The Assembly Judiciary Committee today advanced legislation, sponsored by Republicans Assemblyman Robert Auth and Assemblywoman Holly Schepisi, requiring life imprisonment without parole for molesting and killing a child under age 18.
“We don’t have the death penalty in New Jersey. Life without parole is the worst sentence we can require for these sexual predators, and it is more than warranted for horrific crimes against minors” said Auth (R – Bergen). “This is a crack-down on the most despicable creatures in our society.”
The bill (A373) expands the scope of Joan’s law, which denies parole to anyone serving a life sentence for molesting and killing a child under age 14. The legislation protects all minors, increasing the age threshold to 18.
Joan D’Alessandro was seven years old when she disappeared after delivering her last two boxes of Girl Scout cookies. He body was found three days later on Easter Sunday. A neighbor pled guilty to first-degree murder and was sentenced to life in prison, which at the time made him eligible for parole after 14 years.
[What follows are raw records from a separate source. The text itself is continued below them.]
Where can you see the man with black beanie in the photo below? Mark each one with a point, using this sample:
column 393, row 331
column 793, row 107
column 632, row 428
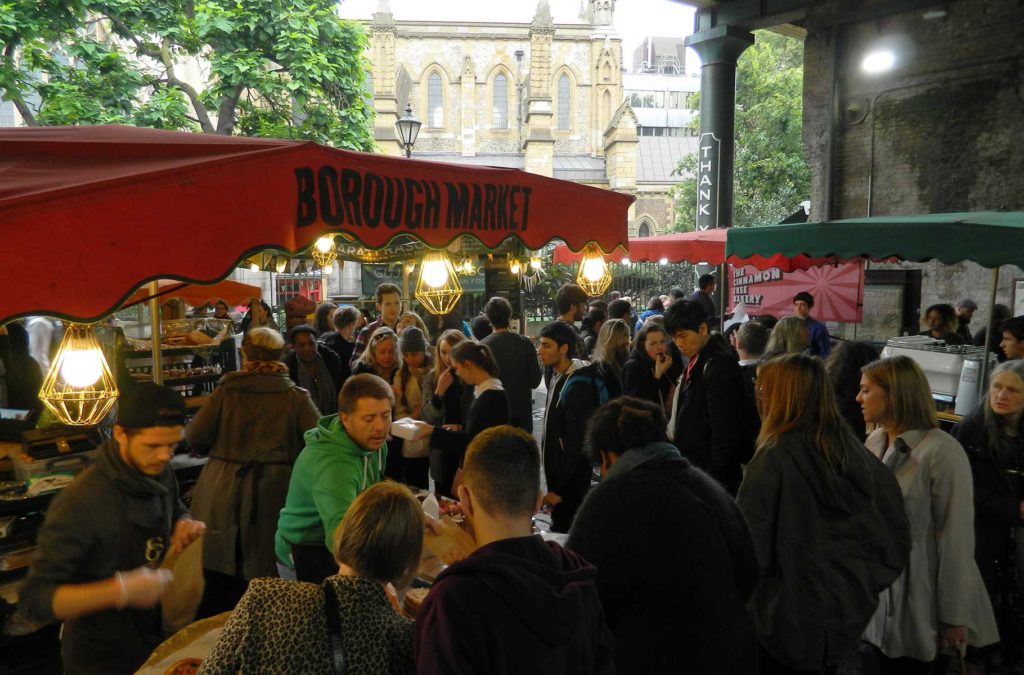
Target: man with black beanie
column 714, row 422
column 104, row 538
“For me, this is personal. This horrific crime happened in the district I represent, and the grief and pain was felt throughout the entire community,” said Auth, who was a junior fireman when Joan D’Alessandro went missing. He recalls helping with the desperate search for the child. “Predators should never be allowed back on our neighborhood streets,” said Auth.
Rosemarie D’Alessandro, Joan’s mother, dedicated her life to promoting harsh penalties for similar crimes. She has lobbied for – and collected thousands of signatures on a petition in support of – this bill, which also had been approved by the Judiciary Committee in the previous legislative session.
“We’re sending a message: If you prey on a minor, there is no second chance. The young are the most innocent and most susceptible targets, and protecting must always be the priority,” said Schepisi (R – Bergen). “On behalf of the D’Alessandro family and their multi-decade journey to tighten laws to protect our children, I am proud to be a sponsor of a bill which may represent a final step in ensuring these protections.”